The two descriptors (one for the receiver information record, and the other for the sender information records) can occur in either order in the packet. Indeed they can be omitted as well once they have been transmitted a few times (to ensure that the server has cached them).

The receiver information record has two options for record format descriptors.

For receiverCallsign, receiverLocator, decodingSoftware use

00 03 00 24 99 92 00 03 00 00 
80 02 FF FF 00 00 76 8F 
80 04 FF FF 00 00 76 8F 
80 08 FF FF 00 00 76 8F 
00 00

For receiverCallsign, receiverLocator, decodingSoftware, anntennaInformation use

00 03 00 2C 99 92 00 04 00 00 
80 02 FF FF 00 00 76 8F 
80 04 FF FF 00 00 76 8F 
80 08 FF FF 00 00 76 8F 
80 09 FF FF 00 00 76 8F 
00 00

The sender information record has two options (if your software does not fit nicely into either set, then please contact me at the address below, and I will generate a record format descriptor specifically for you). All integer fields are 4 bytes unless noted. This means that the default templates only support frequencies up to ~4GHz. Changing the frequency definition to be 5 bytes gets a limit of 1THz. I.e. change the 04 to 05 in the line starting 80 05, and then send a 5 byte frequency.
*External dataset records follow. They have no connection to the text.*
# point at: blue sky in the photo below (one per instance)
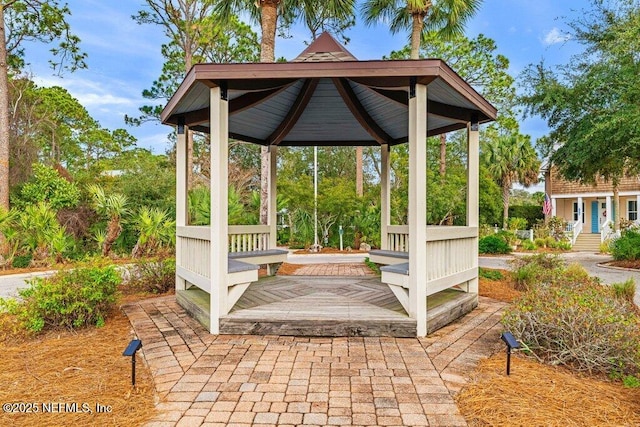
(124, 57)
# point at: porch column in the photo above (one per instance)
(273, 204)
(385, 198)
(418, 206)
(580, 202)
(473, 190)
(219, 205)
(181, 195)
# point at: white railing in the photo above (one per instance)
(248, 238)
(193, 246)
(398, 238)
(452, 256)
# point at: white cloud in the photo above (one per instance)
(555, 36)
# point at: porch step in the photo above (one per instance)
(587, 242)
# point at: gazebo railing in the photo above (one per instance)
(398, 238)
(451, 256)
(249, 238)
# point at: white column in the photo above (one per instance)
(181, 196)
(273, 204)
(418, 208)
(580, 202)
(219, 206)
(473, 191)
(385, 195)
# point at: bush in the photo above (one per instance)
(627, 246)
(490, 274)
(493, 245)
(21, 261)
(583, 326)
(71, 299)
(154, 276)
(625, 290)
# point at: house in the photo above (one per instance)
(589, 209)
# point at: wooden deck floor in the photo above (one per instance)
(314, 306)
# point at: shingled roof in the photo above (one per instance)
(325, 48)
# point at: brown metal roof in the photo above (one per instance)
(326, 102)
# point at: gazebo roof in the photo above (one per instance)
(326, 97)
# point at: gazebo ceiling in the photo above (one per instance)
(326, 97)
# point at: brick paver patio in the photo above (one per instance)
(231, 380)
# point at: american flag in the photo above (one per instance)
(546, 206)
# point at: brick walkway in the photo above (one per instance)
(203, 379)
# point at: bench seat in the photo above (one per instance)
(380, 256)
(271, 257)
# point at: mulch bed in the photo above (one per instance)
(74, 367)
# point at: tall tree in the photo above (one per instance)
(511, 159)
(21, 22)
(592, 104)
(266, 12)
(446, 17)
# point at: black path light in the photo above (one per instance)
(131, 350)
(511, 343)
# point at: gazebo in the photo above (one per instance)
(326, 97)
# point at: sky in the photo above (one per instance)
(124, 57)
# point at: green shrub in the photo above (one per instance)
(21, 261)
(627, 246)
(154, 276)
(528, 245)
(493, 245)
(490, 274)
(71, 299)
(583, 326)
(625, 290)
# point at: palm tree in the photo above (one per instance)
(511, 159)
(447, 17)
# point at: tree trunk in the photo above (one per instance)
(268, 24)
(359, 178)
(443, 154)
(267, 54)
(4, 117)
(506, 188)
(416, 33)
(616, 208)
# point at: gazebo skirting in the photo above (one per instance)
(325, 306)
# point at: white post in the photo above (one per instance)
(315, 199)
(385, 198)
(418, 206)
(219, 206)
(580, 209)
(273, 204)
(473, 190)
(181, 196)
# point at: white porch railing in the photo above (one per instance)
(398, 238)
(452, 256)
(248, 238)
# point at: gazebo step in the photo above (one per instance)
(442, 309)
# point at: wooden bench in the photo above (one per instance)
(380, 256)
(271, 257)
(241, 274)
(396, 276)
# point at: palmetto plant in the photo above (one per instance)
(156, 230)
(447, 17)
(112, 207)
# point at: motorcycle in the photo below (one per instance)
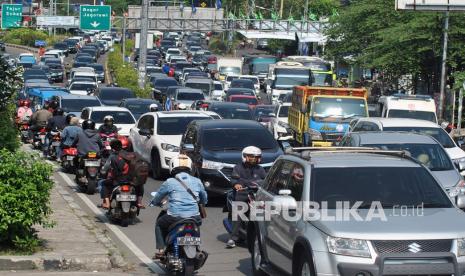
(39, 138)
(182, 255)
(54, 143)
(87, 172)
(123, 205)
(68, 158)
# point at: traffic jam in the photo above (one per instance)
(271, 156)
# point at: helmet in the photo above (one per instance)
(153, 107)
(59, 111)
(116, 145)
(180, 163)
(251, 155)
(88, 124)
(68, 118)
(108, 119)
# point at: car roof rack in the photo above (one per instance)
(306, 152)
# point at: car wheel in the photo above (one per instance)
(156, 166)
(304, 265)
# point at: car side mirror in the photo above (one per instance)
(461, 201)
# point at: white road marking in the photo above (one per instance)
(123, 238)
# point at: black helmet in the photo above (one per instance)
(116, 145)
(88, 124)
(68, 118)
(59, 112)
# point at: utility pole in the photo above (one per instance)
(143, 42)
(443, 69)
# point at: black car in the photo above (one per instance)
(139, 106)
(113, 95)
(229, 110)
(215, 147)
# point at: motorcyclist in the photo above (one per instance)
(181, 204)
(245, 174)
(108, 127)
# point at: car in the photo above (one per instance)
(215, 147)
(139, 106)
(427, 150)
(113, 95)
(157, 136)
(252, 101)
(82, 88)
(279, 123)
(188, 95)
(366, 244)
(228, 110)
(73, 104)
(413, 125)
(123, 118)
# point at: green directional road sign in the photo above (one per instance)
(95, 17)
(12, 15)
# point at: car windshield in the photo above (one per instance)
(430, 155)
(223, 139)
(76, 105)
(391, 186)
(82, 86)
(190, 96)
(205, 87)
(283, 111)
(412, 114)
(338, 107)
(247, 100)
(232, 112)
(436, 132)
(121, 117)
(175, 125)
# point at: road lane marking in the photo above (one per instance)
(121, 236)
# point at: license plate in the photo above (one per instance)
(92, 163)
(189, 241)
(126, 197)
(322, 144)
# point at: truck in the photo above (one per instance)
(420, 107)
(320, 116)
(228, 66)
(284, 75)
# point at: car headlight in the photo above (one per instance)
(315, 134)
(461, 247)
(169, 147)
(459, 188)
(350, 247)
(212, 165)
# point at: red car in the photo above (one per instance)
(252, 101)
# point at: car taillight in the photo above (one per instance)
(125, 188)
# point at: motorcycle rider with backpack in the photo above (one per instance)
(179, 191)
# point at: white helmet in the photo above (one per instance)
(153, 107)
(251, 151)
(180, 163)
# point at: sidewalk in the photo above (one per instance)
(73, 244)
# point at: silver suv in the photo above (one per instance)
(422, 233)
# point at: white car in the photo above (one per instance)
(421, 126)
(279, 122)
(124, 120)
(157, 136)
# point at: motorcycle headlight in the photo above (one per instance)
(350, 247)
(212, 165)
(169, 147)
(461, 247)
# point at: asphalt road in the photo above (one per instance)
(137, 241)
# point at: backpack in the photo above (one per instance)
(136, 169)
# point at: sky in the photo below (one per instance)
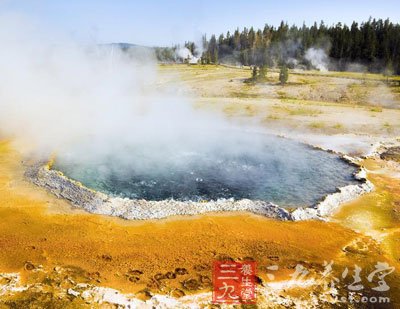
(164, 23)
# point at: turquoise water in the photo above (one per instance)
(266, 168)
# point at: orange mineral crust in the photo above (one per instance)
(175, 255)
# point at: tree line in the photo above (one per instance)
(373, 45)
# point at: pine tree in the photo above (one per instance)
(283, 75)
(263, 72)
(254, 73)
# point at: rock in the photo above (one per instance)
(73, 292)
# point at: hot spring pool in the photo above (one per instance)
(265, 168)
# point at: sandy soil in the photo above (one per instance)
(52, 244)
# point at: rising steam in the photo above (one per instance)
(59, 96)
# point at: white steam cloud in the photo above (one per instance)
(93, 102)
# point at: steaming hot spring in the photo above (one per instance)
(238, 166)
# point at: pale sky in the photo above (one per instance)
(163, 23)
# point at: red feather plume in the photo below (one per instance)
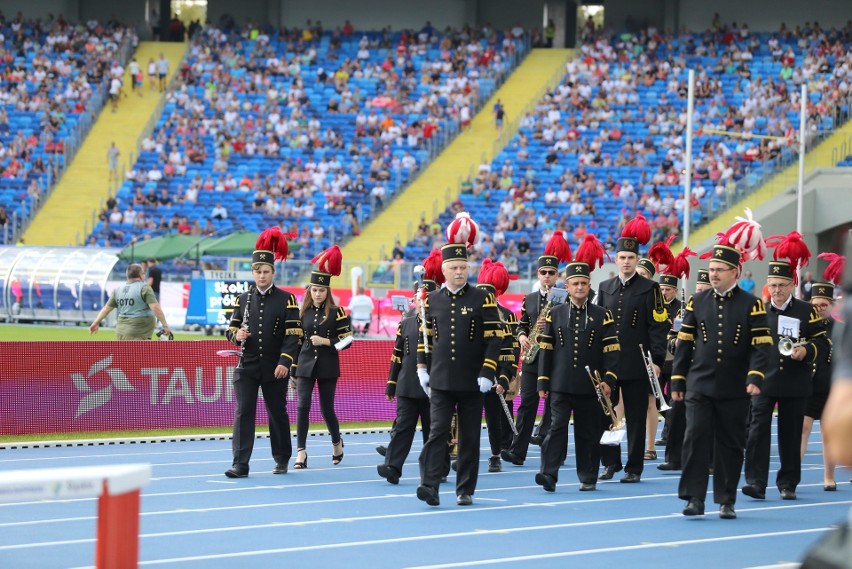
(558, 247)
(792, 248)
(591, 252)
(679, 266)
(661, 254)
(638, 228)
(432, 264)
(329, 261)
(834, 272)
(495, 274)
(463, 229)
(273, 239)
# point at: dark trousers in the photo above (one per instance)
(408, 411)
(494, 421)
(676, 424)
(713, 424)
(326, 387)
(525, 419)
(433, 458)
(246, 383)
(791, 412)
(587, 413)
(506, 433)
(634, 393)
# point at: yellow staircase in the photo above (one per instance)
(819, 157)
(86, 182)
(541, 70)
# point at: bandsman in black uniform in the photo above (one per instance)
(789, 377)
(675, 428)
(530, 326)
(327, 330)
(265, 324)
(494, 278)
(403, 385)
(722, 352)
(577, 335)
(464, 332)
(640, 317)
(822, 297)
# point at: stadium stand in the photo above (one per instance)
(609, 140)
(313, 132)
(55, 78)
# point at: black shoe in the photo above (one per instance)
(694, 507)
(546, 481)
(389, 473)
(509, 456)
(428, 495)
(754, 491)
(609, 472)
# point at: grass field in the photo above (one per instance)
(39, 333)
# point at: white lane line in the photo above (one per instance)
(668, 544)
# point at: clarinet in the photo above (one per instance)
(244, 326)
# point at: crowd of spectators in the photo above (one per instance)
(50, 70)
(297, 126)
(609, 140)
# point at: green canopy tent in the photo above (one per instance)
(163, 248)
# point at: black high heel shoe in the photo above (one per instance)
(336, 458)
(301, 464)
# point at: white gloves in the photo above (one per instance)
(485, 384)
(423, 376)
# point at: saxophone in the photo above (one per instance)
(535, 334)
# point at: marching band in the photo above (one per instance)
(715, 365)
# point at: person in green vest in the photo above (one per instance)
(137, 306)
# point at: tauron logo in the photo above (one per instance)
(92, 399)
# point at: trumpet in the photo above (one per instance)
(652, 377)
(605, 401)
(787, 345)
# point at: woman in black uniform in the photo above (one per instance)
(325, 324)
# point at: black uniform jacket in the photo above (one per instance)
(465, 333)
(822, 376)
(723, 344)
(532, 306)
(274, 325)
(510, 348)
(573, 339)
(640, 318)
(322, 361)
(786, 377)
(402, 378)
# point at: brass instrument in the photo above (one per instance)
(244, 326)
(616, 432)
(536, 333)
(787, 345)
(655, 381)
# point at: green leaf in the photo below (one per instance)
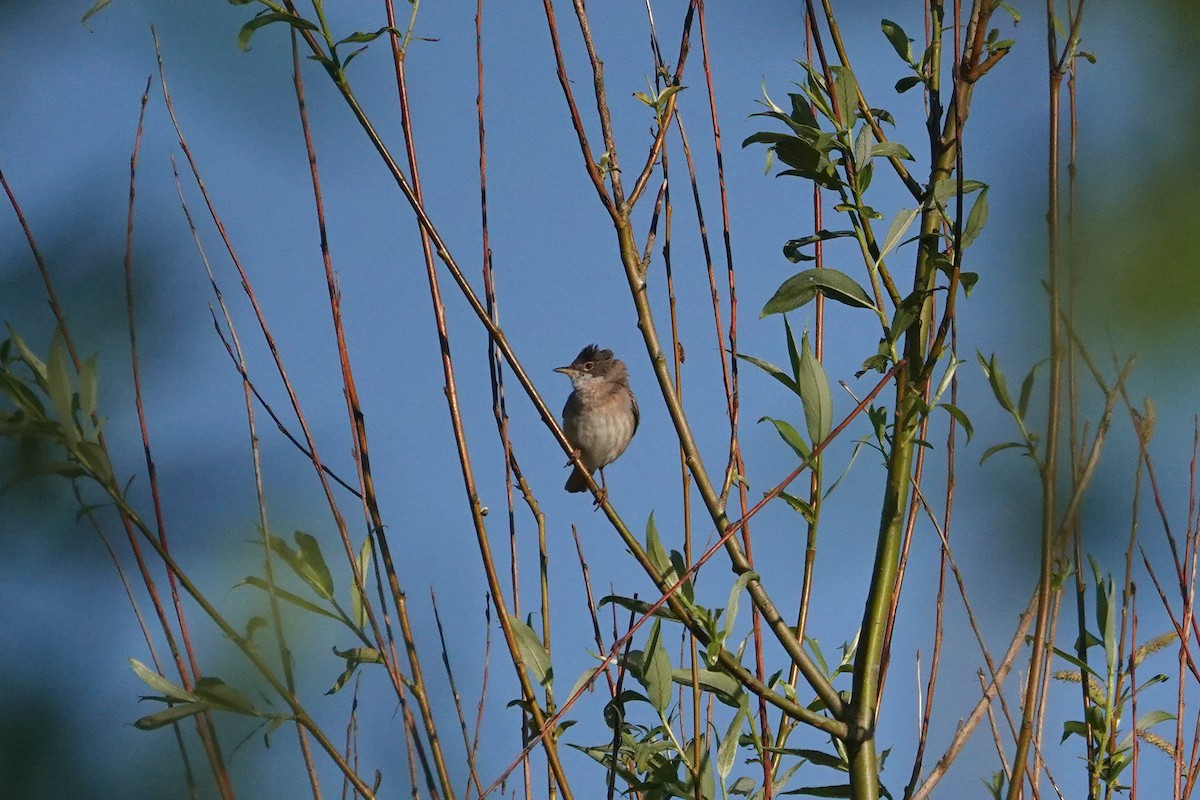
(637, 606)
(731, 609)
(261, 20)
(815, 394)
(967, 280)
(897, 230)
(803, 287)
(1151, 719)
(370, 36)
(803, 507)
(790, 437)
(169, 715)
(310, 551)
(839, 791)
(976, 220)
(95, 8)
(655, 674)
(221, 695)
(729, 747)
(773, 371)
(948, 187)
(995, 449)
(287, 596)
(900, 41)
(845, 90)
(724, 687)
(1023, 402)
(533, 653)
(889, 150)
(802, 110)
(30, 360)
(999, 385)
(863, 143)
(307, 563)
(792, 246)
(160, 684)
(654, 548)
(744, 786)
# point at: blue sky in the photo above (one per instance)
(70, 109)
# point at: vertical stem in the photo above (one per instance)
(1050, 461)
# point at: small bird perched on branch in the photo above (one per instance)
(601, 415)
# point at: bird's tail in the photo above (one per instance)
(576, 482)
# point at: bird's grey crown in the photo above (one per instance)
(593, 353)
For senderCallsign, frequency, mode, informationSource (1 byte), flowStartSeconds use:

00 02 00 2C 99 93 00 05 
80 01 FF FF 00 00 76 8F  
80 05 00 04 00 00 76 8F 
80 0A FF FF 00 00 76 8F 
80 0B 00 01 00 00 76 8F 
00 96 00 04 

For senderCallsign, frequency, mode, informationSource (1 byte), senderLocator, flowStartSeconds use:

00 02 00 34 99 93 00 06 
80 01 FF FF 00 00 76 8F  
80 05 00 04 00 00 76 8F 
80 0A FF FF 00 00 76 8F 
80 0B 00 01 00 00 76 8F 
80 03 FF FF 00 00 76 8F  
00 96 00 04 

For senderCallsign, frequency, sNR (1 byte), iMD (1 byte), mode, informationSource (1 byte), flowStartSeconds use:

00 02 00 3C 99 93 00 07 
80 01 FF FF 00 00 76 8F  
80 05 00 04 00 00 76 8F 
80 06 00 01 00 00 76 8F 
80 07 00 01 00 00 76 8F 
80 0A FF FF 00 00 76 8F 
80 0B 00 01 00 00 76 8F 
00 96 00 04 

For senderCallsign, frequency, sNR (1 byte), iMD (1 byte), mode, informationSource (1 byte), senderLocator, flowStartSeconds use:

00 02 00 44 99 93 00 08 
80 01 FF FF 00 00 76 8F  
80 05 00 04 00 00 76 8F 
80 06 00 01 00 00 76 8F 
80 07 00 01 00 00 76 8F 
80 0A FF FF 00 00 76 8F 
80 0B 00 01 00 00 76 8F 
80 03 FF FF 00 00 76 8F  
00 96 00 04 

Note that the two values 99 92 and 99 93 are the linking values that tie the record format descriptors to the information records themselves. These values are arbitrary two byte values in the range 256 to 65535. If there is any possibility of running two different versions of your software on the same machine and they use different record format descriptors, then it is advisable to have distinct values for different record format descriptors.

Data

The first record in the data portion of the datagram is the receiver information record. This has the following header
99 92 ll ll 
'll ll' is the two byte length code that is the length of the receiver information record, including the header and padding.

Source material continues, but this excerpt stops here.